Joint Bidding on Intraday and Frequency Containment Reserve Markets
Yiming Zhang, Wolfgang Ridinger, David Wozabal
TL;DR
The paper addresses multi-market participation for battery energy storage systems under rising renewable variability by proposing a joint bidding framework that couples primary frequency reserve (FCR) with continuous intraday market (IDM) trading. It develops a MILP-based rolling intrinsic (RI) trading method for IDM and a learning-based classifier to allocate capacity across FCR and IDM, validated via an extensive out-of-sample backtest on German market data. Results show the learned classifier strategy (LCS) delivering substantial profit gains, narrowing the gap to a perfect foresight benchmark to about 4%, and outperforming naïve and static strategies.

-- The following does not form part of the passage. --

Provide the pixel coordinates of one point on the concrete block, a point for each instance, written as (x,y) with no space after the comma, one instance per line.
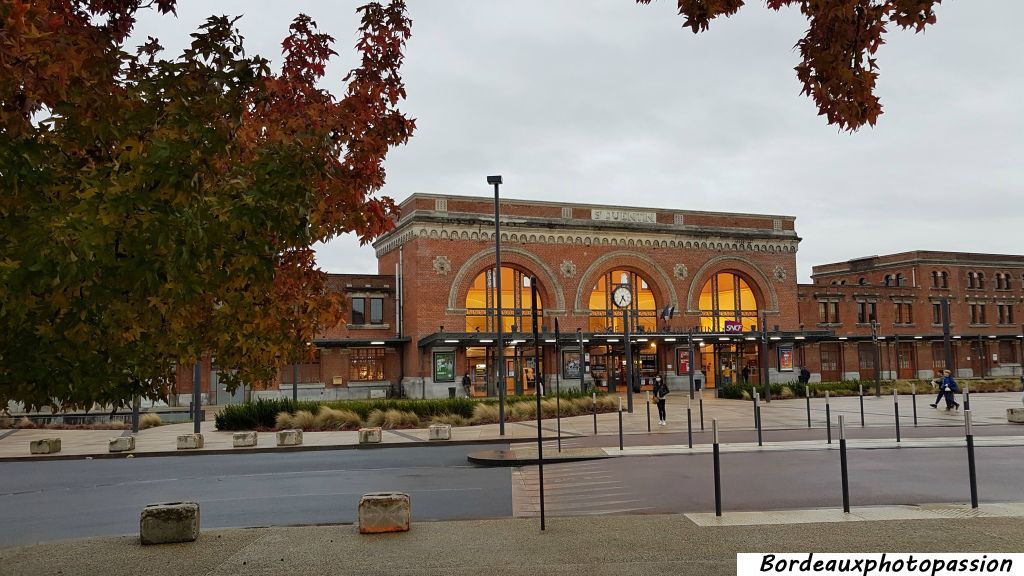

The approach demonstrates practical viability for high-frequency, multi-market decision-making in BESS operations and offers a foundation for further enhancements such as reinforcement learning for IDM and endogenous FCR pricing.
Abstract
As renewable energy integration increases supply variability, battery energy storage systems (BESS) present a viable solution for balancing supply and demand. This paper proposes a novel approach for optimizing battery BESS participation in multiple electricity markets. We develop a joint bidding strategy that combines participation in the primary frequency reserve market with continuous trading in the intraday market, addressing a gap in the extant literature which typically considers these markets in isolation or simplifies the continuous nature of intraday trading. Our approach utilizes a mixed integer linear programming implementation of the rolling intrinsic algorithm for intraday decisions and state of charge recovery, alongside a learned classifier strategy (LCS) that determines optimal capacity allocation between markets. A comprehensive out-of-sample backtest over more than one year of historical German market data validates our approach: The LCS increases overall profits by over 4% compared to the best-performing static strategy and by more than 3% over a naive dynamic benchmark. Crucially, our method closes the gap to a theoretical perfect foresight strategy to just 4%, demonstrating the effectiveness of dynamic, learning-based allocation in a complex, multi-market environment.